What is AIOps. 4 Types of AIOps Platforms. How to Effectively Navigate the AIOps Landscape.

What is AIOps

AIOps or Artificial Intelligence for IT Operations refers to a set of technologies that augment human decisions with autonomous decisions driven by AI and machine learning that learn patterns, relationships from data.

AIOps is the term originally coined by Gartner, and pictorially illustrated in the following way

Why AIOps is Needed?

Emerging digital IT paradigm shifts like Hybrid IT, Multi-Cloud, Microservices & Containerization, Serverless, Software-Defined Datacenter, etc. are creating compelling new opportunities for IT leaders. However, these same paradigm shifts have also led to an increase in monitored assets, diverse operational tools, and exponential growth of operational data, leading to petabytes in a single day.

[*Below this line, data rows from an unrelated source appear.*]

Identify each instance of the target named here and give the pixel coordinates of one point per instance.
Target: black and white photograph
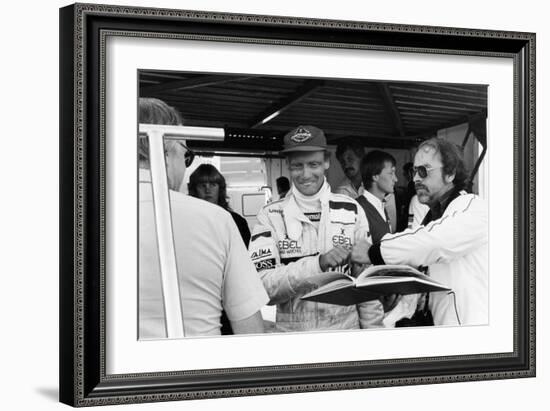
(277, 194)
(265, 204)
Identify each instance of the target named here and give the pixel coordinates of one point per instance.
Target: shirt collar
(441, 205)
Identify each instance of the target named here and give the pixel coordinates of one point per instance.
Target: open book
(372, 283)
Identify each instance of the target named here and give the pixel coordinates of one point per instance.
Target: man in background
(378, 173)
(349, 153)
(213, 268)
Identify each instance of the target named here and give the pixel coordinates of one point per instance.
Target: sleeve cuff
(375, 255)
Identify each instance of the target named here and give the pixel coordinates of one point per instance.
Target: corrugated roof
(389, 114)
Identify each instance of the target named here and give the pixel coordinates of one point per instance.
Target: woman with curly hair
(207, 183)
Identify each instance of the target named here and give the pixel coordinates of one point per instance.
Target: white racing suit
(285, 248)
(455, 249)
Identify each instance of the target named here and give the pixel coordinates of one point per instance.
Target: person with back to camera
(309, 231)
(213, 267)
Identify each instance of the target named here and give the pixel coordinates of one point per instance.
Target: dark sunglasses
(423, 171)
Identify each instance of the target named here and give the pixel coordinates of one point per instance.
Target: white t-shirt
(214, 269)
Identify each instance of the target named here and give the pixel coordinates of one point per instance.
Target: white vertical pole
(163, 220)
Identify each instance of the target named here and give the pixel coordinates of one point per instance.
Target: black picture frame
(83, 381)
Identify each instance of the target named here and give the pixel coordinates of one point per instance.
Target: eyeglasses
(423, 171)
(189, 155)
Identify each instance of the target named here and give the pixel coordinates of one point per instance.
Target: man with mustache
(309, 231)
(452, 241)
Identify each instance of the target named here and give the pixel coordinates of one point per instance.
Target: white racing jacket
(285, 248)
(455, 249)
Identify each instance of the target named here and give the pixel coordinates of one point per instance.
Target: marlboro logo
(302, 135)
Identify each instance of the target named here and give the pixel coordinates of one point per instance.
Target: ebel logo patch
(302, 135)
(261, 253)
(287, 244)
(342, 239)
(265, 264)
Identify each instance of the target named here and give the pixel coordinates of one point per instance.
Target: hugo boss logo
(265, 264)
(261, 253)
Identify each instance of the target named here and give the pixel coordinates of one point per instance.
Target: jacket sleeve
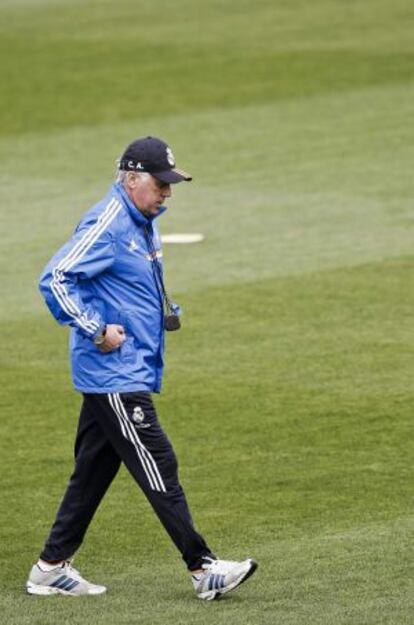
(90, 251)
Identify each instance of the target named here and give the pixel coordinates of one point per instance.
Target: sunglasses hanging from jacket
(171, 310)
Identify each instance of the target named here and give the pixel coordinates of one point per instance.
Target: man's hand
(114, 337)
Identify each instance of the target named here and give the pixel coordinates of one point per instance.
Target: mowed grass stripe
(300, 390)
(103, 71)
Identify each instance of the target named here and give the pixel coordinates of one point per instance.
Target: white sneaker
(220, 576)
(63, 579)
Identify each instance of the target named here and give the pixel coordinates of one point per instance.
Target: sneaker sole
(215, 595)
(47, 591)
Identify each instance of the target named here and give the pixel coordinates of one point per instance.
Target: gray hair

IT operations personnel are having to deal with many different tools and data sources and often struggle to make swift operational decisions with the amount of noise in the data.
As a result, modern IT organizations are facing challenges in many areas including:

  • Unable to make sense of large volumes of data (metrics, logs)
  • Constantly increasing Alert and Event Noise
  • Complex and Lengthy IT Problem Resolution Process
  • Unable to predict/prevent IT service degradations or outages
  • Unable to predict capacity issues – More …
  • Unending IT complexity

Machine learning is the technique that is squarely designed to process such high volumes of IT data and automate decision-making. Machine learning can augment human understanding in processing large and complex datasets that are typical in IT operations. With rapid advancements in AI and Machine Learning technology and the widespread availability & affordability of high-performance compute (CPU/GPU), enterprise leaders are beginning to take big bets on AI, to succeed in their digital and cloud transformation initiatives

How AIOps can Help IT Organizations

AIOps technologies can help improve IT service reliability, improve customer experience, reduce unplanned outages and improve SLA. IT organizations can realize significant operational efficiencies, reduce costs and make staff more productive by complementing traditional operations with machine learning-driven decisions.

For example, AIOps can help the number of IT tickets that a service desk or NOC team needs to handle, and AIOps achieves this by eliminating duplicate alerts or simply grouping multiple related problems together to create meaningful and actionable tickets. Similarly, AIOps can help point to the root cause when complex IT problems occur, or AIOps can even provide some early signals or predictive insights to prevent problems before they start impacting customers.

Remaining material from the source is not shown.